Re: [Lsf-pc] [LSF/MM/BPF TOPIC] Optimizing Page Cache Readahead Behavior

Dave Chinner <david@xxxxxxxxxxxxx> · Tue, 25 Feb 2025 10:56:21 +1100

On Mon, Feb 24, 2025 at 01:36:50PM -0800, Kalesh Singh wrote:
> Another possible way we can look at this: in the regressions shared
> above by the ELF padding regions, we are able to make these regions
> sparse (for *almost* all cases) -- solving the shared-zero page
> problem for file mappings, would also eliminate much of this overhead.
> So perhaps we should tackle this angle? If that's a more tangible
> solution ?
> 
> From the previous discussions that Matthew shared [7], it seems like
> Dave proposed an alternative to moving the extents to the VFS layer to
> invert the IO read path operations [8]. Maybe this is a move
> approachable solution since there is precedence for the same in the
> write path?
> 
> [7] https://lore.kernel.org/linux-fsdevel/Zs97qHI-wA1a53Mm@xxxxxxxxxxxxxxxxxxxx/
> [8] https://lore.kernel.org/linux-fsdevel/ZtAPsMcc3IC1VaAF@xxxxxxxxxxxxxxxxxxx/

Yes, if we are going to optimise away redundant zeros being stored
in the page cache over holes, we need to know where the holes in the
file are before the page cache is populated.

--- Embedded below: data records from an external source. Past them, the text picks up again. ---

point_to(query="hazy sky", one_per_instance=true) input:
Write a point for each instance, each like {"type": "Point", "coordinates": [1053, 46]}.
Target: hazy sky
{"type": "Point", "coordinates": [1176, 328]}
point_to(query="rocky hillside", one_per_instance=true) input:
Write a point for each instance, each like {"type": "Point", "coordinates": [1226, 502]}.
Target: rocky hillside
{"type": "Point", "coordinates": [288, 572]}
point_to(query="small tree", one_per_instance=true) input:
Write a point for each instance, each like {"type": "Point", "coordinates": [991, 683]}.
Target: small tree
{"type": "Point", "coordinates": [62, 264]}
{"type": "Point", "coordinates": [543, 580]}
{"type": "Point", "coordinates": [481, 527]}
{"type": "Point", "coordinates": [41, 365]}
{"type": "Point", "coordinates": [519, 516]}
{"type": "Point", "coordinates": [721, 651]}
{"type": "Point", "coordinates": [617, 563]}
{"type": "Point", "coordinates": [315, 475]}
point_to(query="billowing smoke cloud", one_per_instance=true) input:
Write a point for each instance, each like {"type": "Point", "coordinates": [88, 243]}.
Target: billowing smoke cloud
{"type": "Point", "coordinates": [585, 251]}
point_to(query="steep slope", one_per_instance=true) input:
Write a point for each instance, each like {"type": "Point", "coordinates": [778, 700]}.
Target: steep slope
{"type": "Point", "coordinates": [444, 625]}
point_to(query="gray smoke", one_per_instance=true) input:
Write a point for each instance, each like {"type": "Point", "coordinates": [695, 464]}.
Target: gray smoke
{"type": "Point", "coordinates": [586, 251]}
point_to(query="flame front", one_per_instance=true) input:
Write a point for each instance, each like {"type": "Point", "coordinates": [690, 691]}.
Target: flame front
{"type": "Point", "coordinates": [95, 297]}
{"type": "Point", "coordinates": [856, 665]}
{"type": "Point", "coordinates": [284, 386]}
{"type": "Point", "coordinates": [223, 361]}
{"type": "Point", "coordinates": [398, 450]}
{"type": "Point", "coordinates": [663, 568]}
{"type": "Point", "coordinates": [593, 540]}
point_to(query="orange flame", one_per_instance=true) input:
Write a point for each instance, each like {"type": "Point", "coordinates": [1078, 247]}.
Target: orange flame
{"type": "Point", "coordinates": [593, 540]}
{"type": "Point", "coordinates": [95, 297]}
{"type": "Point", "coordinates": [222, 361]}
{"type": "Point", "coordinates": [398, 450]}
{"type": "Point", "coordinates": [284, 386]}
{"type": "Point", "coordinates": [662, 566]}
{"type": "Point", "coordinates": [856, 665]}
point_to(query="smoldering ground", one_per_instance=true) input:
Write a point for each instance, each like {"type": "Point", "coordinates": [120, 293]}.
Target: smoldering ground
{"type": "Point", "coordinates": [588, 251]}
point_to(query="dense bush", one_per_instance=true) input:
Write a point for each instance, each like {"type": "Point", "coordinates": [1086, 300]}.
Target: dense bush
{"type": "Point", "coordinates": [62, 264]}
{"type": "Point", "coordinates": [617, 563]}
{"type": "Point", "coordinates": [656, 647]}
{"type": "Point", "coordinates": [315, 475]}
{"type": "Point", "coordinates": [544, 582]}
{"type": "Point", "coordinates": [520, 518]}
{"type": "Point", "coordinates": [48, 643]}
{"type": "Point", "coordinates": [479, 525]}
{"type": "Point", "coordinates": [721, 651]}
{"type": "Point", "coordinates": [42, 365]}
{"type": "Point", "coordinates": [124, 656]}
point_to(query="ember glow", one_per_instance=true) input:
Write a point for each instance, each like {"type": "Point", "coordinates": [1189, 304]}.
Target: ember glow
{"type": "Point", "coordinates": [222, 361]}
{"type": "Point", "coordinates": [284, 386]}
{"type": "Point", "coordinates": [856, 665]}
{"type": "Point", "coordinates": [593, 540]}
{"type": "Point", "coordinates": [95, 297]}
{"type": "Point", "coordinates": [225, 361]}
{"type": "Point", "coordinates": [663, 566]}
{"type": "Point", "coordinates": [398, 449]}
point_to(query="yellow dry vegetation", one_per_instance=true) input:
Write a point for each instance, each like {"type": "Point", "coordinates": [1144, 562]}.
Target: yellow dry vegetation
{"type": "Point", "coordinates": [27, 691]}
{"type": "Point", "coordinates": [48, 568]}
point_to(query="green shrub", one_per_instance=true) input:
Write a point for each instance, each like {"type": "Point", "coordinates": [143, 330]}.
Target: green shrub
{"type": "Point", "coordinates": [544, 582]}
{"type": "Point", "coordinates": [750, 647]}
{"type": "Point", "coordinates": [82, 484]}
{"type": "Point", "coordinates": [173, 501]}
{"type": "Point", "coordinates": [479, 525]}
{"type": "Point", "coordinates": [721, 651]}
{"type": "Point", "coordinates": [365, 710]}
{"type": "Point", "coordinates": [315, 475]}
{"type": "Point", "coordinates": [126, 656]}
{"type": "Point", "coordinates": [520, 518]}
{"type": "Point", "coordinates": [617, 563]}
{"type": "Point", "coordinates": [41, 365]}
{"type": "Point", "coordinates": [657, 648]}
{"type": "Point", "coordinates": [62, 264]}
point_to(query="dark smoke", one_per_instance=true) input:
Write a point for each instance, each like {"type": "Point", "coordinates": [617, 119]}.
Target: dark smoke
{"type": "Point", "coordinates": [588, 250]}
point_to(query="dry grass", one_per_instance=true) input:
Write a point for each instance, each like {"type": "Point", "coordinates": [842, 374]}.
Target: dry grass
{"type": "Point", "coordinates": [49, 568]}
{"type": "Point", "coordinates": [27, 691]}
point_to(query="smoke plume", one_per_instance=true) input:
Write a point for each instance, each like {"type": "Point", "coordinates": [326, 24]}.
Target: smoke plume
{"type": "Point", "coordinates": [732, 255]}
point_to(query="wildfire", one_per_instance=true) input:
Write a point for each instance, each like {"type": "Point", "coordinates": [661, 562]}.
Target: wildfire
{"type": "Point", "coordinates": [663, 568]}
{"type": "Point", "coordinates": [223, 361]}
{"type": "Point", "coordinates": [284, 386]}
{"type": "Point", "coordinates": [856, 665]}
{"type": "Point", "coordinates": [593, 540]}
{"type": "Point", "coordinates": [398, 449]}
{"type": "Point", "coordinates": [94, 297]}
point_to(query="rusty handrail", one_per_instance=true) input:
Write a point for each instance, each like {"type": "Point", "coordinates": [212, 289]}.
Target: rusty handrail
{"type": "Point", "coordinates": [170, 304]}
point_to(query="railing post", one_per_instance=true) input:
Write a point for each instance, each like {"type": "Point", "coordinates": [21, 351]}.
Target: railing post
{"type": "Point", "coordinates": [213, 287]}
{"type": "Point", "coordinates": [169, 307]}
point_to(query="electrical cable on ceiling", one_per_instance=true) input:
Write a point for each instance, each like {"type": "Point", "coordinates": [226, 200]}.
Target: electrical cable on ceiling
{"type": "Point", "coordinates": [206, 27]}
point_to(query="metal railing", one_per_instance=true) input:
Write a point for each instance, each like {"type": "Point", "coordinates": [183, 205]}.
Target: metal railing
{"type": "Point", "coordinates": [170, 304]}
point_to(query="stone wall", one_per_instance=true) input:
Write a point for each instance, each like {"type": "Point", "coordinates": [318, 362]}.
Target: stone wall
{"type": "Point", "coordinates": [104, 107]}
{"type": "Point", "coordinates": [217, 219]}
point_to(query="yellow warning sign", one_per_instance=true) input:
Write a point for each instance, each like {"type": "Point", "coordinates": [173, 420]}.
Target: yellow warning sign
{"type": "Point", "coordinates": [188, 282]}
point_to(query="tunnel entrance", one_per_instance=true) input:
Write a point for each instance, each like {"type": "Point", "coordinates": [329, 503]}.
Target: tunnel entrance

As for efficient hole tracking in the mapping tree, I suspect that
we should be looking at using exceptional entries in the mapping
tree for holes, not inserting mulitple references to the zero folio.
i.e. the important information for data storage optimisation is that
the region covers a hole, not that it contains zeros.

For buffered reads, all that is required when such an exceptional
entry is returned is a memset of the user buffer. For buffered
writes, we simply treat it like a normal folio allocating write and
replace the exceptional entry with the allocated (and zeroed) folio.

For read page faults, the zero page gets mapped (and maybe
accounted) via the vma rather than the mapping tree entry. For write
faults, a folio gets allocated and the exception entry replaced
before we call into ->page_mkwrite().

Invalidation simply removes the exceptional entries.

This largely gets rid of needing to care about the zero page outside
of mmap() context where something needs to be mapped into the
userspace mm context. Let the page fault/mm context substitute the
zero page in the PTE mappings where necessary, but we don't need to
use and/or track the zero page in the page cache itself....

FWIW, this also lends itself to storing unwritten extent information
in exceptional entries. One of the problems we have is unwritten
extents can contain either zeros (been read) and data (been
overwritten in memory, but not flushed to disk). This is the problem
that SEEK_DATA has to navigate - it has to walk the page cache over
unwritten extents to determine if there is data over the unwritten
extent or not.

In this case, an exceptional entry gets added on read, which is then
replaced with an actual folio on write. Now SEEK_DATA can easily and
safely determine where the data actually lies over the unwritten
extent with a mapping tree walk instead of having to load and lock
each folio to check it is dirty or not....

-Dave.
-- 
Dave Chinner
david@xxxxxxxxxxxxx